I believe it was just entirely removed as a feature, rather than changed. However, if you know the commit it happened you could revert it*. Or there is a 3.x fork here:
https://github.com/pawn-lang/compiler
Which has greatly expanded the abilities of #emit by adding __emit as well, as a higher level construct. It can be used as a statement or expression, not just a directive. Could be worth looking at bringing that forward for a more modern integrated replacement.
* I'm not sure how much the p-code changed between 3 and 4. If it hasn't, which would be good for AMX stability, replacing it shouldn't be too hard.
Thanks for replying.
I was looking for something that's similar (or equal) to #emit (or your compilers __emit, even) in Pawn 4, but as you said, looks like it's been entirely removed after said commit. Appreciate you all are still maintaining older releases, though.

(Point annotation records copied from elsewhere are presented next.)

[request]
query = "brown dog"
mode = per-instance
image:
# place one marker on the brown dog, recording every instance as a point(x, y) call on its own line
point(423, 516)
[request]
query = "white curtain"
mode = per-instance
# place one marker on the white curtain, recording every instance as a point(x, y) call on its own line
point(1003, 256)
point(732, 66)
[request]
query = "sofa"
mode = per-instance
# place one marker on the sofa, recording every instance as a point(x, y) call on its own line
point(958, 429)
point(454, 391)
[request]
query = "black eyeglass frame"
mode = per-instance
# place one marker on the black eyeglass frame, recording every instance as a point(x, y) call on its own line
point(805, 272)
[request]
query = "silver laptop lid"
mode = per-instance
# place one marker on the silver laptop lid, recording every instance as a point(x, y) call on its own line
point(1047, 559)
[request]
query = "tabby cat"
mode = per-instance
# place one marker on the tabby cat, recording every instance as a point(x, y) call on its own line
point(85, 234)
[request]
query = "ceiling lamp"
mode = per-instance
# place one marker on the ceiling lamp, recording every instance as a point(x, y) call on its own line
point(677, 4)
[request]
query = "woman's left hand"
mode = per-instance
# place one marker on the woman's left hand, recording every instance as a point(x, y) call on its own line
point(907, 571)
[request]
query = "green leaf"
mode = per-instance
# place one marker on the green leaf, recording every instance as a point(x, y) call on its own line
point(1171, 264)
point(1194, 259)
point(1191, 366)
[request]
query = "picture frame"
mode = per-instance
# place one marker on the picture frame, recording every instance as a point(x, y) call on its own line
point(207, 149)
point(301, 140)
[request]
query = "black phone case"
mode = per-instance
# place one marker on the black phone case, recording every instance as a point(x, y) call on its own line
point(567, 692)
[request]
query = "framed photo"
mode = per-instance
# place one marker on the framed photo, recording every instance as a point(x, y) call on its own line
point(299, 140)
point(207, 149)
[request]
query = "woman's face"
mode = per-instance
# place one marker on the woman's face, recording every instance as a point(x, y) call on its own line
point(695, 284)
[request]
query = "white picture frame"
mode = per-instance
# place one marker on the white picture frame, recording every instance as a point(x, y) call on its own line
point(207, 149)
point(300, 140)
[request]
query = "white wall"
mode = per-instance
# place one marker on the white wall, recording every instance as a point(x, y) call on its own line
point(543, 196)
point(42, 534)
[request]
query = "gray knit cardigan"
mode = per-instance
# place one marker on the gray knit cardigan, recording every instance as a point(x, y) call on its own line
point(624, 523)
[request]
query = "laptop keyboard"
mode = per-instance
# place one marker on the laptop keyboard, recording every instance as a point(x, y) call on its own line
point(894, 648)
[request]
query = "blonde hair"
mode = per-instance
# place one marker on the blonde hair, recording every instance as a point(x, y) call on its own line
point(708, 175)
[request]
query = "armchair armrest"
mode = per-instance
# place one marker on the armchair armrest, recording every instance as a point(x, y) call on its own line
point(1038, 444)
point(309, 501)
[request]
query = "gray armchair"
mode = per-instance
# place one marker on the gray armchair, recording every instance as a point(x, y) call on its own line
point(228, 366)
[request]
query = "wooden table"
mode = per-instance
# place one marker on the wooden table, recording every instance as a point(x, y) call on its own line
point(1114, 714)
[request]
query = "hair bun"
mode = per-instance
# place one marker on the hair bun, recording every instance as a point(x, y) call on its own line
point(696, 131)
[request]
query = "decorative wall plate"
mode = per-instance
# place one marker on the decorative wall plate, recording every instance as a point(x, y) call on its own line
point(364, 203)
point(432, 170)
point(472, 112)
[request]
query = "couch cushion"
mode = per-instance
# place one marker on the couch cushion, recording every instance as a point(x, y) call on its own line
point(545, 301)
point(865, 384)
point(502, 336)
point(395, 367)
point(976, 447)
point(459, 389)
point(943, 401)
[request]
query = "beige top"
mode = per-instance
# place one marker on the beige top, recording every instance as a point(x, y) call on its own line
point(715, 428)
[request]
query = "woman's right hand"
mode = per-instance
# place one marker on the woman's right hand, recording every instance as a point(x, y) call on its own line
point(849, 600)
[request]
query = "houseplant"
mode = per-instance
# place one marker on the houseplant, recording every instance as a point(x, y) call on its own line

@compuphase not to bother you or anything, but why was the #emit directive removed? Hope you get to see this, and maybe even as Y_Less mentioned, consider adding a modern #emit to newer Pawn releases, like __emit!
#emit was added, initially as an undocumented directive, for me to make it easier to validate the implementations of the abstract machines (to check whether every P-code instruction did exactly what it was supposed to do). I removed it in version 4, because I considered that the (improved) peephole optimizer might get confused about an unexpected instruction in de code sequence, up to the point of generating invalid code.
it's awful, I know, but that's not because of Pawn or #emit
Care to justify that?
Though there are really two questions there:
- If it is awful, why is it a good example of the things you can do with
#emit? Surely that would make it an argument against#emitetc - look at all the terrible things it did. - If those features aren't awful, then the better request would be to have them upgraded to first-class (compiler) support. So that
inlineetc aren't just pre-processor and assembly magic, but real language features; which is still an argument against#emit.
Well yes, that is partially true (sorry, I'm just very used to the "YSI bad" crowd, who simply parrot that because they heard a rumour that there was once a bug somewhere). Some of the code could undoubtedly be improved, but a lot of the stranger parts are written that way for a reason - usually because it's the only way to bypass some compiler limitation or bug. For example, the macros are almost unreadable 1. just because there's no way to make them readable (they're very close to regex the way I use them) but also because 2. the compiler has (had) a line-length limit of 511 characters, which I very frequently hit with some of the more advanced replacements. Thus I had to save every character I could, which was sadly at the expense of readability.
The reasoning for removal is understandable, but it would be really great if we could instead get a better alternative, like fully assembly functions that aren't optimized / tried to be optimized. This way worked for C/C++ for a very long time (although separate c/S files linked together in that case). I think functions like numargs and getarg could be better implemented as stocks with assembly, rather than having to have natives for them.